Professor and Director of the Graham Environmental Sustainability Institute
Ph.D., Environmental Engineering, University of Michigan, 1980
MS, Environmental Engineering, Rensselaer Polytechnic Institute, 1974
BS, Environmental Engineering, Rensselaer Polytechnic Institute, 1973
Research interests include the effects of natural and anthropogenic stresses on Great Lakes and marine ecosystems, with a focus on the use of models and integrated assessments in transferring knowledge to the decision-making process. Teaching interests include the roles of conveying uncertainty, peer review, stakeholder input, interpreting trends, prediction, scale, and government interaction in developing and applying Integrated Scientific Assessments.
Awards and Grants:
- EPA Great Lakes Biological Monitoring Program. $2.5M
- NOAA Grant: CHRP 2005: Watershed-estuary-species nutrient susceptibility. $2.5M
- NOAA Grant: ECOFORE: Lake Erie $2.2M
- NSF Grant: Centers for Ocean Science Education Excellence (COSEE) - Great Lakes $2.5M
- Recipient of the Department of Commerce Gold Medal for Leadership 2004
My research focus is on using quantitative analysis and assessment, through statistical and deterministic modeling and integrated environmental assessment, to assess policy alternatives for managing coastal marine and Great Lakes ecosystems.
I am principle investigator on two large NOAA projects (Coastal Hypoxia, Ecological Forecasting) focused on modeling the impacts of watershed and land-use changes on coastal marine and Great Lakes ecosystems. The goals in both studies are to develop decision support tools relating policy alternatives to ecosystem impacts. I am also lead investigator on a 5-year EPA grant to track ecological changes in the lower food webs of the 5 Great Lakes. I continue modeling efforts for forecasting the effects of nutrient loads and climate change on hypoxia in the Gulf of Mexico and the Chesapeake Bay.

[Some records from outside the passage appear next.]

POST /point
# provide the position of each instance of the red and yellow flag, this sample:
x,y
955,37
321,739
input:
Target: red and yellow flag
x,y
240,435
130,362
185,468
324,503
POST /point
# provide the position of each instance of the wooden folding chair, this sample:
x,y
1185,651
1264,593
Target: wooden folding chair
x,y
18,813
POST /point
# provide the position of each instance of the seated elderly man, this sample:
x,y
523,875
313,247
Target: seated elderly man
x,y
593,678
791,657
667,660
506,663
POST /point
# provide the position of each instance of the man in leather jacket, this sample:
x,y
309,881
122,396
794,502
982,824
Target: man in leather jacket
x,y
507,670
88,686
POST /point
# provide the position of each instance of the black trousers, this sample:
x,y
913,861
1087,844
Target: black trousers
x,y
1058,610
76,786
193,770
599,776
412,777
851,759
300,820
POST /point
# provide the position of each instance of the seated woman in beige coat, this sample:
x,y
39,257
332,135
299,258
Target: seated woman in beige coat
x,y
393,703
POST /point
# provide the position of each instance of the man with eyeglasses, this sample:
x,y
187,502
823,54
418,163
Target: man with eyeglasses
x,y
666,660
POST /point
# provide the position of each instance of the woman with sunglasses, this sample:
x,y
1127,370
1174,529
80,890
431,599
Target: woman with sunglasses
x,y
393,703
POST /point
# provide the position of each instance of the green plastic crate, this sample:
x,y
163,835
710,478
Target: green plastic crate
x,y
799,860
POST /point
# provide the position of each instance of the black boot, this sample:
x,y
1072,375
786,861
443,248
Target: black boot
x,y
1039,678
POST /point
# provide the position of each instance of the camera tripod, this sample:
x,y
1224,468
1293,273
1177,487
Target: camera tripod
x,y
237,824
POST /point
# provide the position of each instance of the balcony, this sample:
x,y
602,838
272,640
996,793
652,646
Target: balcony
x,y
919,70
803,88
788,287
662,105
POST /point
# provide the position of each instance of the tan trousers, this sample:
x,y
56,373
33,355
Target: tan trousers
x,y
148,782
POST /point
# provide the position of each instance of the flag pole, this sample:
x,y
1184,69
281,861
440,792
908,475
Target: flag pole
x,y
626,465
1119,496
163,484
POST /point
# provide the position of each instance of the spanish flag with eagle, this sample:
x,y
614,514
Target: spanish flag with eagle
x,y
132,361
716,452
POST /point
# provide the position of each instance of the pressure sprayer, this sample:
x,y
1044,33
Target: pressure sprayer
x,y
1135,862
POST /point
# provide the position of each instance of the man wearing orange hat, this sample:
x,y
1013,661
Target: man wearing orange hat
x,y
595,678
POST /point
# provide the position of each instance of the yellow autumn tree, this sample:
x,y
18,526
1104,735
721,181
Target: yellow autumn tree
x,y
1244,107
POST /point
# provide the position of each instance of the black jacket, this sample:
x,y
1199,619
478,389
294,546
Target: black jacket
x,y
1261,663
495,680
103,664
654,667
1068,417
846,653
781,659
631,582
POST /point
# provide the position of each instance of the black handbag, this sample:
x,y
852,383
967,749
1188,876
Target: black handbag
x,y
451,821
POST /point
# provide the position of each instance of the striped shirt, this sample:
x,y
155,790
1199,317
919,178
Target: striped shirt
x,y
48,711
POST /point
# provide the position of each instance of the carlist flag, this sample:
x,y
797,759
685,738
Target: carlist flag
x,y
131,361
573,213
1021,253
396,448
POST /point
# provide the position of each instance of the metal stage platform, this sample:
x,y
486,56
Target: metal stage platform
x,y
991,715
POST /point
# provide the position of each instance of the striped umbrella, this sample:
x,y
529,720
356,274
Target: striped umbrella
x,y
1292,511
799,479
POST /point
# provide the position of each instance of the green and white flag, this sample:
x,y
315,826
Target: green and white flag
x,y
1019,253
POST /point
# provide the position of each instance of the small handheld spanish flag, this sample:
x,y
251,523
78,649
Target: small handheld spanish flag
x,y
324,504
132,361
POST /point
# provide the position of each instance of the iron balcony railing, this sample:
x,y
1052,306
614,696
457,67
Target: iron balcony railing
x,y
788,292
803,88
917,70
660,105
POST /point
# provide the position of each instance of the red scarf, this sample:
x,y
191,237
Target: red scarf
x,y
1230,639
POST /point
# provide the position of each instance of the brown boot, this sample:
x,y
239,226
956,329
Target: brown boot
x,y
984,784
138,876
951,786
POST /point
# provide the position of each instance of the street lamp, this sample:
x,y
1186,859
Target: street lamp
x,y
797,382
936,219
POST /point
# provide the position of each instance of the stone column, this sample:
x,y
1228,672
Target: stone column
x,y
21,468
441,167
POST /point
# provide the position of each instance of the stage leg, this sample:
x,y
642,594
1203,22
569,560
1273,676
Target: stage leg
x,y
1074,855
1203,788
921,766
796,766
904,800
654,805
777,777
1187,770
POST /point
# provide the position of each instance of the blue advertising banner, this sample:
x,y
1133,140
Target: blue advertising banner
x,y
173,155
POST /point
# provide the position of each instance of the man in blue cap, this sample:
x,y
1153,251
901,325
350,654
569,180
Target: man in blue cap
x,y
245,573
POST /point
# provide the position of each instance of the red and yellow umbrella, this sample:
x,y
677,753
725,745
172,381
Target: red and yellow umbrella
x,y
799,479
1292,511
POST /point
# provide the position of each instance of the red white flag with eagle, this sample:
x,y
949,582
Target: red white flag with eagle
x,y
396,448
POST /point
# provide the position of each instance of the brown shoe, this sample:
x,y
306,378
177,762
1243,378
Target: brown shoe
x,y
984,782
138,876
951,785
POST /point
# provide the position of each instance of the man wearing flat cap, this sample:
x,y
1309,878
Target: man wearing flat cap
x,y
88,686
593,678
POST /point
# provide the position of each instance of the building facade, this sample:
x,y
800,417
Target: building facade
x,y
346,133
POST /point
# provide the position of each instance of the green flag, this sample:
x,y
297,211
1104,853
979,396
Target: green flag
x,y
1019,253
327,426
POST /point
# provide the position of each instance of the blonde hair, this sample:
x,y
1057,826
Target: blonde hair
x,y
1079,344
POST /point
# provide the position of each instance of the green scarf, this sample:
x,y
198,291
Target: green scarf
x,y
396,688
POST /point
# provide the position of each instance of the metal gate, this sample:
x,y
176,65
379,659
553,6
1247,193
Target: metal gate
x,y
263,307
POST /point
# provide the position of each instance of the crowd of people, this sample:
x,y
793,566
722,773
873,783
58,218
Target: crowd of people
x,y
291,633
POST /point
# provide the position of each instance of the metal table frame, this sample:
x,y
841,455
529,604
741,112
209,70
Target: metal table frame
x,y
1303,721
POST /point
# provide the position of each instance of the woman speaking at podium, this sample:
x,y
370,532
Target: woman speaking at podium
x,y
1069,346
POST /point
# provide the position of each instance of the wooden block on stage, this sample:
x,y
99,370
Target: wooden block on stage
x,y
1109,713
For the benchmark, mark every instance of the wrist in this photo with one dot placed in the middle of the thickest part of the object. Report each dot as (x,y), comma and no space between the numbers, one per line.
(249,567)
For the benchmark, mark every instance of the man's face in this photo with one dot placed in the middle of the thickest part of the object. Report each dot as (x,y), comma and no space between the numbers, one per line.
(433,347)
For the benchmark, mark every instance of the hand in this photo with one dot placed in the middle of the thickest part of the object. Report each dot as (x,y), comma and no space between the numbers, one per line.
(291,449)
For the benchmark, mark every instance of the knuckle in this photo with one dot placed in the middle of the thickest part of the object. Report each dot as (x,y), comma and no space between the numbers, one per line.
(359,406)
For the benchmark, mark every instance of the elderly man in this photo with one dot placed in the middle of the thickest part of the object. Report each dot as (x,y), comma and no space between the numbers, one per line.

I teach courses related to the development and application of integrated environmental assessments for informing natural resource management and policy, and occasional seminars in coastal marine and Great Lakes science and management
NRE 580 Integrated Assessment. This course provides students with a set of frameworks for combining natural and social science in policy contexts. Through interdisciplinary case studies, students will learn how these frameworks have been (or could be) used in guide, implement and analyze environmental policies. The course explores conveying uncertainty, the role of peer review, the value of stakeholder input, interpretation of trends, limits and value of prediction, issues of scale, and effective communication with policy makers.